Hi. My name is Claudia. I live in Coursegold, CA and I've been a CNA for 14 years.
How did you get into caregiving?
I became a caregiver because my aunt had a-- grandma got really sick, and she got diabetes, and she ended up with a stroke with a left-side paralysis. And I was still in high school, and I noticed how much help my aunt was doing with my grandma. And she needed help, so I would go on the weekends and help her. And I noticed how much my grandma appreciated the fact that I was helping, taking care of her. So when I had got out of high school, I decided that I wanted to be in the nursing field.
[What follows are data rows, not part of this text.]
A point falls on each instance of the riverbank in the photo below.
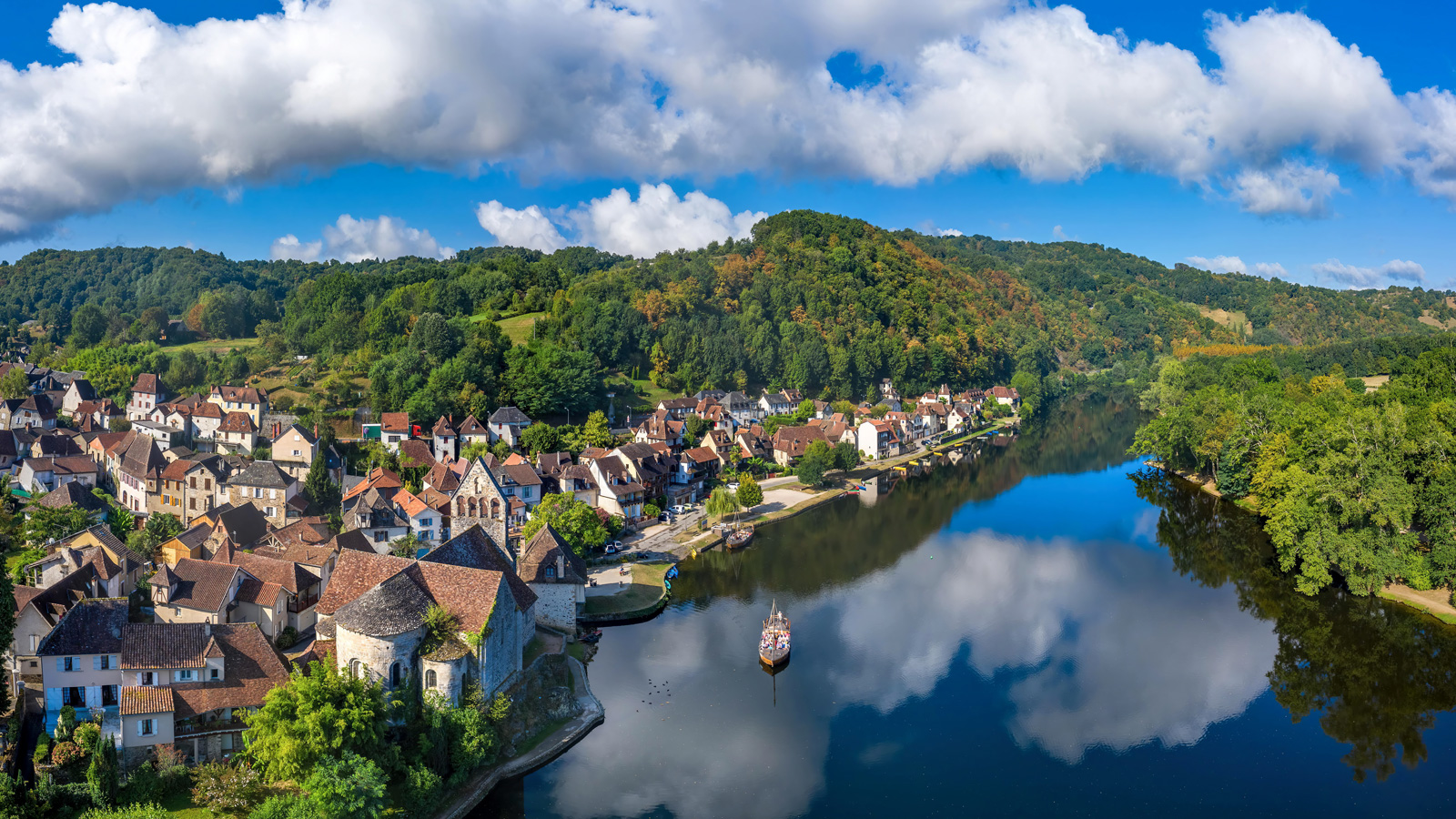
(541, 753)
(1436, 602)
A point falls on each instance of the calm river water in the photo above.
(1048, 630)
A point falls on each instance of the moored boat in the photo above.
(739, 538)
(774, 644)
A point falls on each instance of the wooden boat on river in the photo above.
(774, 644)
(739, 538)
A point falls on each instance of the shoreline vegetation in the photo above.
(1350, 477)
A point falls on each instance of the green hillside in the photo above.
(824, 303)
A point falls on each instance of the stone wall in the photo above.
(375, 653)
(557, 605)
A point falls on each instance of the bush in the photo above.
(66, 753)
(143, 784)
(66, 723)
(283, 806)
(228, 790)
(86, 734)
(422, 787)
(43, 749)
(140, 811)
(288, 637)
And when I was 21, I got the opportunity to work in a nursing home in Fresno, and I was able to get my CNA. And I've been doing that ever since.
What advice would you give to a new caregiver?
My advice to a new caregiver would be to be patient, kind, and smile. A lot of our clients or the patients, they were very independent when they were young and even to adulthood. And now, they need extra assistance, and they feel angry sometimes or they feel like they could do a lot of things for themselves. And they just want to try, so I learn throughout the years to let them try as much as they can for themselves and to be patient, because they do get frustrated easily and sometimes they say things that they don't mean to say. But with you being kind and smiling and being patient, they keep trying and trying until they can figure it out or until they have completed a task on their own and it's a good accomplishment for them.
Who is one of your most memorable clients?
A client who I will never forget is Marty, he was very tender and kind. I worked with him for about ten years and in ten years he never had a visitor, he never had any family member's phone call. He was non-verbal, but a good eater - he loved Mexican food. Every time you talked to him, he would look at you, smile. And one day I was trying to leave early because I had an emergency and I remembered I was walking by him and he grabbed me by hand and he looked at me and he smiled and he started crying. And when I saw him crying, I just pictured him telling me that he thought I was leaving him. I had to reassure him that I wasn't leaving and he was my patient, but he was also my family and I believed that I was also his family.
He ended up going on hospice and I did take care of him in the hospice until the day he passed away. But I will never forget him because for so many years, the only person he knew was me and I am his family. And to this day, he's been gone for almost three years, but until this day, he's still in my heart and in my mind. And every time I see a picture of him or his favorite color green, it just brings me a smile on my face knowing that he always smiled and that he always happy when I was around or when other people came around to visit.